I have a new favorite verse:  “So we do not lose heart. Though our outer self is wasting away, our inner self is being renewed day by day” (2 Corinthians 6:14).

As I approach age sixty, I’m finding that things are falling apart. The most recent issue is foot pain that has required lots of physician attention with little progress. But the good news is that a recent visit to Disney World resulted in Benny pushing me around in a wheel chair. I’ve never come home after a long day at a theme park with so much energy! (Poor Benny; I can’t say the same for him.)

As the day progressed, however, I found myself feeling self-conscious. People were extra nice. We were bumped to the front of some lines while others waited patiently for much longer. And we were able to effortlessly move to the front of the parade line where we had a front row view. I felt undeserving of the special attention because others deserved to be in a wheelchair. I just have a bad foot! Throughout the day I thought about Randy. My older brother of six years traded a chopped Harley Davidson and a peppy Camaro in for a wheelchair at age 21. He broke his neck in a tragic swimming accident on the same day in the same general area as did Joni Eareckson Tada.
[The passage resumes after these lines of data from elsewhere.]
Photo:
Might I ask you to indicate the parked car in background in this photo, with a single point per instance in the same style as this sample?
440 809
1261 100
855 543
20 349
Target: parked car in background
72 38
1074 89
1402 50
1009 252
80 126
The similarities were stunning, but the difference is Randy died just six years later while Joni continues to live. (Her book “When God Weeps” is one of those that has most taught me a biblical perspective on suffering — I highly recommend it!)Randy’s years in the wheelchair were full of sorrow and suffering. There were times he wished he had died the day he dove into that quarry near the Chesapeake Bay in Maryland. But after long and trying months of healing and therapy in three hospitals, he came home. Home was a handicap-accessible house in Burke, Virginia to which God sovereignly led he and my parents; a home that Benny and I raised our children in before our move to Orlando in 2000.
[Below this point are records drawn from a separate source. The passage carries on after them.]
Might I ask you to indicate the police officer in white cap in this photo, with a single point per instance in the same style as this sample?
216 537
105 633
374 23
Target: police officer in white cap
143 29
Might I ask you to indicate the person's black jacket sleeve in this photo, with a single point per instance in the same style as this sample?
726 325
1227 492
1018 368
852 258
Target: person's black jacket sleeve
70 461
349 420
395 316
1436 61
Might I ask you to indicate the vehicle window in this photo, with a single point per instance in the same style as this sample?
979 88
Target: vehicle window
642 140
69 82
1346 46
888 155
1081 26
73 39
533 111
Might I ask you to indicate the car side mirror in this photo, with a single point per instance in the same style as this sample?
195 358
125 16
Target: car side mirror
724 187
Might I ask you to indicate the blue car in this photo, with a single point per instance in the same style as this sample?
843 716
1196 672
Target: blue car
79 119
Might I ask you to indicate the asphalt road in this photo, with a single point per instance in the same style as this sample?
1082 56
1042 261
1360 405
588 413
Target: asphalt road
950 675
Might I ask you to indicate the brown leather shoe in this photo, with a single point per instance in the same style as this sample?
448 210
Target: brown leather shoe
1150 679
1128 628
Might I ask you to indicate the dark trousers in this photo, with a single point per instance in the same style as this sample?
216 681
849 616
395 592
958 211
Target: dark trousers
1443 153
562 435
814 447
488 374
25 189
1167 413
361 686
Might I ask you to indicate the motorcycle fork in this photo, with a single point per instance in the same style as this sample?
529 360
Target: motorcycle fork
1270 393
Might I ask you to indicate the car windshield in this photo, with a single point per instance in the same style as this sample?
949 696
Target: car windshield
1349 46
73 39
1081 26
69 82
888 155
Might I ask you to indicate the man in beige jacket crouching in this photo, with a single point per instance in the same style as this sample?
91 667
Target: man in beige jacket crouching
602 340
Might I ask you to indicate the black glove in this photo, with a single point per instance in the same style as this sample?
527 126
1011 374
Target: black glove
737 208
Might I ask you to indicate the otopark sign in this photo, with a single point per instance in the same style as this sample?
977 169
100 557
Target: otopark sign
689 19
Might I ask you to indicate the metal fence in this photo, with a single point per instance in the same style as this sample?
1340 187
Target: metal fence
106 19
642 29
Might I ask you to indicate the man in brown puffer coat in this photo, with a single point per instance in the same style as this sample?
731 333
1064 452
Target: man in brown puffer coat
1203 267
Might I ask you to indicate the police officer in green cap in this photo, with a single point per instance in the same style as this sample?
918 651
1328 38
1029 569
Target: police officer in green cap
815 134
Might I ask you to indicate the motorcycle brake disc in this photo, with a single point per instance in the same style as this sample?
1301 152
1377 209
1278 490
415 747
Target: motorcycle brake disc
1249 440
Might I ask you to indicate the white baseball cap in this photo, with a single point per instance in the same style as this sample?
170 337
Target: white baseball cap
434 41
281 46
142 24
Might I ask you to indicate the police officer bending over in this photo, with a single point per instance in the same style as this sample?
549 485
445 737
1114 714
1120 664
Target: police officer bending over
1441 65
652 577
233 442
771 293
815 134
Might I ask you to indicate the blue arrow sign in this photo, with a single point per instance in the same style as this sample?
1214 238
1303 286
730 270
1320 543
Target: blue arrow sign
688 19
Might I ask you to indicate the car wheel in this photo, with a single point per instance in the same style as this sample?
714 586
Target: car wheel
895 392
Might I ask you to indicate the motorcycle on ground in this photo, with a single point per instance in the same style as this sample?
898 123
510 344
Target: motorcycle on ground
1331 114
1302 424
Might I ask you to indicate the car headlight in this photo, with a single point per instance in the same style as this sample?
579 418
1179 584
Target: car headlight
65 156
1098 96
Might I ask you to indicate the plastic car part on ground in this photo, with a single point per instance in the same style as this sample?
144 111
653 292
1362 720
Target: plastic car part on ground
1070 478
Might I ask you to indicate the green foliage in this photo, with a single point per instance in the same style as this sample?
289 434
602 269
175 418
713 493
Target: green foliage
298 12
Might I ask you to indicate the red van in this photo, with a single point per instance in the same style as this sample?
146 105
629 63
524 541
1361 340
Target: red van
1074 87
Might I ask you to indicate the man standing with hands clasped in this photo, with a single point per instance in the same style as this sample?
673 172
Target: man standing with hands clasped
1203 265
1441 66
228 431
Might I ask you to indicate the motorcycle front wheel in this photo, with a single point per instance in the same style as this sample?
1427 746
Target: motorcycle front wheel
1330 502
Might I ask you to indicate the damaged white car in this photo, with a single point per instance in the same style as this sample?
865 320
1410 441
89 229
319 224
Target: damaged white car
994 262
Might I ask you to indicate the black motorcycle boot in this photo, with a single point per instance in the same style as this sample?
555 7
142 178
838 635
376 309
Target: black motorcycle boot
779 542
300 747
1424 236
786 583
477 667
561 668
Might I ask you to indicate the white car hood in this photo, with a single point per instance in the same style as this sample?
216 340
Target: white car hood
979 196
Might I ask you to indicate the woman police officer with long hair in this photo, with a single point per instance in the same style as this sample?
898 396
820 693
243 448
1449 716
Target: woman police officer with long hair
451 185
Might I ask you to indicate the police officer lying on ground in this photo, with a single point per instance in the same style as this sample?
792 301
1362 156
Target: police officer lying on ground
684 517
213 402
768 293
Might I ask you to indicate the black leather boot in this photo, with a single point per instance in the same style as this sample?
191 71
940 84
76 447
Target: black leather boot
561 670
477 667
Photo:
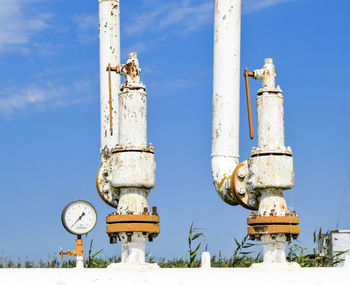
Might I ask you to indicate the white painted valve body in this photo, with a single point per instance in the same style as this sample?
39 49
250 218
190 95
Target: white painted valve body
132 163
127 171
226 97
271 163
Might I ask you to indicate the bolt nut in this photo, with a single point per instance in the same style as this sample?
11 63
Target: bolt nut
253 202
241 190
241 174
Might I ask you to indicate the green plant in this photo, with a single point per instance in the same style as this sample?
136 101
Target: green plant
92 261
297 253
241 257
193 234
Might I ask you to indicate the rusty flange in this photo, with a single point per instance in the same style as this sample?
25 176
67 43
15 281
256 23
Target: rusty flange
246 197
147 224
273 225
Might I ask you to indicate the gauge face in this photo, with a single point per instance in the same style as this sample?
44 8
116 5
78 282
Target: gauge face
79 217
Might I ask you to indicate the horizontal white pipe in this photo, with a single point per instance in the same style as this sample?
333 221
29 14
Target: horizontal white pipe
179 276
109 22
226 91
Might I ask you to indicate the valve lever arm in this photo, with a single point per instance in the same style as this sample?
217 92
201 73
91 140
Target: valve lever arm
246 75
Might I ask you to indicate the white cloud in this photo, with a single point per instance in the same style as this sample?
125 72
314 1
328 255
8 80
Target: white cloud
250 6
18 25
42 97
185 16
87 27
182 16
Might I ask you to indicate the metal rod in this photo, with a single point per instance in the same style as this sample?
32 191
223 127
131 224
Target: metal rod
249 107
110 100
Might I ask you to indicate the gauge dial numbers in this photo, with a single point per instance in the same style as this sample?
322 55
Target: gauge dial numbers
79 217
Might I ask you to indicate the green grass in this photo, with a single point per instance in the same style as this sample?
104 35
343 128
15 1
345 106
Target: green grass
243 255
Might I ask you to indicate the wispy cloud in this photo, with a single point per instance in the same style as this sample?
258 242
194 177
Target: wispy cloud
181 16
87 27
18 25
250 6
41 97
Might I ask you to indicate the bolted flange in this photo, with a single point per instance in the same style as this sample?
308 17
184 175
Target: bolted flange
273 225
147 224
Randy with us at our wedding in March 1973.

Randy with us at our wedding in March 1973.

Once Randy was home I laughed and cried more than I had in my previous 17 years combined. One morning I heard his voice over the intercom:  “Sheree, you home?”  Mom had left early that morning for an appointment so his normal morning routine had been delayed. “Yeah, I’m here; what ‘cha need?” “I need some help, sis. Can’t seem to get one foot in front of the other this mornin’,” he responded. I chuckled and told him I would be right there. Then I sat on my bed and cried. My big brother couldn’t even get out of bed alone…Then there was the day he asked me to take him to the mall. Me, the little sister who had only been driving a year, was now transporting him around in a large converted van with a wheelchair loading ramp. We made it to Springfield Mall and I rolled Randy onto the ramp, then into the mall. Not long after we started looking for the stores Randy wanted to visit, laughter broke out and it was coming from HIM! With his head leaned back and his mouth wide open, guffaws were flowing. But the laugh wasn’t his. It hit me. Randy had brought the laughing box!In a successful attempt to embarrass his baby sister, Randy had asked Mom to tuck a small box he found in a toy store into his jacket pocket. Because he could move his arms (but not his hands) Mom positioned it perfectly to allow him to hit it with his elbow at just the  right time.People stared enough back then when a teenaged girl pushed a paralyzed guy not much older than herself around in public. (This was before handicapped access and parking spots allowed wheelchairs to move freely in public places.) But then the laughing started. Loud laughing. Hilarious laughing. Laughing that went on and on. Needless to say, the stares increased. But before long, onlookers were chuckling. I don’t know if they were more humored by Randy, or by the clear embarrassment of the girl pushing him. But I cherish that memory to this day.

That day my laughter once again turned to tears. I went home and cried again. You see, Randy had pleaded with God to heal him. He even made a costly out-of-state trip with Mom to have a well-known evangelist pray for him. But his healing was not to be on this earth.

Rather than become bitter and angry at God’s apparent unresponsiveness to his suffering, Randy chose another road. He applied for a training school and became one of the first quadriplegic computer programmers hired by the Navy. He invited a fellow “quad” he met in the training school to come home with him to share his room in our basement.  Eddie became a beloved part of our family and is one of my Facebook friends today. Randy learned to “do wheelies” on the sidewalk in front of our house; contributed generously from his hard earned money to help Benny with church youth group projects; hosted lots of parties in our basement; and mentored and became a hero to our younger brother, Jon.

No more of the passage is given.